The $487 million that the city of Philadelphia plans to receive from real estate taxes could be in jeopardy with new information from the State Tax Equalization Board. The state’s property-tax watchdog evaluates each county’s assessment of real estate and found that Philadelphia has expensive discrepancies.
Millions of budget dollars are at risk, according to state real estate laws governing property value. The state real estate tax board, which assigns market values based on property sales, told the city that Philadelphia tax assessors have been inaccurately assessing properties.
Current market values in Philadelphia, the board wrote, were off the state mark by a long shot. The city bases its real estate taxes on a portion of 32 percent of a property’s value. The state agency said Philadelphia assessments were so distorted that the city was actually taxing against market values of only 18 percent.

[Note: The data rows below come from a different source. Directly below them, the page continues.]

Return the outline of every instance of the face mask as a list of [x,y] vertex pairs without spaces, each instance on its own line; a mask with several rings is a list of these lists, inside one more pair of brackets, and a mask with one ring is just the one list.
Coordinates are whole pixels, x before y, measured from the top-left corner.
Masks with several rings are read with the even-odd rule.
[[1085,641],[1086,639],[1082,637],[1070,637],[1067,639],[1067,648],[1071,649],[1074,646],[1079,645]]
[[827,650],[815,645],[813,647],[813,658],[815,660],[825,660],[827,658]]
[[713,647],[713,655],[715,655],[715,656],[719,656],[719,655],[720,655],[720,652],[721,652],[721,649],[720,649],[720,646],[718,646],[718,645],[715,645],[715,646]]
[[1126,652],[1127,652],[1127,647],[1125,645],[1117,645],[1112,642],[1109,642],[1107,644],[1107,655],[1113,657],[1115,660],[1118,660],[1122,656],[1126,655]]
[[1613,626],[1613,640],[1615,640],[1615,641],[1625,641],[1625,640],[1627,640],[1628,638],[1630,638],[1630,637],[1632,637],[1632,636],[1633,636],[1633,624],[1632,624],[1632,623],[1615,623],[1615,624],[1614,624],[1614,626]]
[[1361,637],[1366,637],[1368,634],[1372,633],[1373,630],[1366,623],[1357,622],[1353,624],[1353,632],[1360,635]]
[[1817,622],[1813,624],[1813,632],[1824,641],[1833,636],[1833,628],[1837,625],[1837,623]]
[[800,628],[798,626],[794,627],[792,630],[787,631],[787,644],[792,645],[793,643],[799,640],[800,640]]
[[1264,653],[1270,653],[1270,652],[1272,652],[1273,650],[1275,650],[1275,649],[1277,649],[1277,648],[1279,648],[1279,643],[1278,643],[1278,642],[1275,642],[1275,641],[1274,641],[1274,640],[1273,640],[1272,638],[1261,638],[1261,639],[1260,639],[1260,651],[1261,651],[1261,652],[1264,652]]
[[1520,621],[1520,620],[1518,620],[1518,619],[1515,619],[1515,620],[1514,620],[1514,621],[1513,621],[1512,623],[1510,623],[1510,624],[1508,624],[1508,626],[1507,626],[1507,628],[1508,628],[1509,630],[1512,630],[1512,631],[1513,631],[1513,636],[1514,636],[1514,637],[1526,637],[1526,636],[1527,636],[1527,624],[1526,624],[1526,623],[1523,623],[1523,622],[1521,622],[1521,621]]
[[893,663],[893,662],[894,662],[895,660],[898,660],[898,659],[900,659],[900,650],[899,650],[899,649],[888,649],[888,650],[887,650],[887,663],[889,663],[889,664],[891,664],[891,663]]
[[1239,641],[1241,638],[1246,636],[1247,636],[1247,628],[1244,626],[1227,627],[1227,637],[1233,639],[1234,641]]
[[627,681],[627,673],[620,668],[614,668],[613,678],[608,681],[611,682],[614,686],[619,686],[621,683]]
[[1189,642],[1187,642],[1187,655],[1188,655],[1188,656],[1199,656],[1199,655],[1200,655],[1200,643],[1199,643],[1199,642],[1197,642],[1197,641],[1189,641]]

With the wildly skewed property values, the state reported, Philadelphia property owners could head to court. With an assessment rate nearly cut in half, Philadelphia financial officials say it could be forced to trim as much as 40 percent from taxpayers’ bills. One city attorney said that represented “hundreds of millions of dollars” in expected revenue.
Philadelphia officials may appeal the ruling. The city could also change its assessment ratio to match the state’s 18 percent mark and raise property taxes later, but there’s a snag. According to the city’s own laws, no changes can be made to tax rates during a current fiscal year.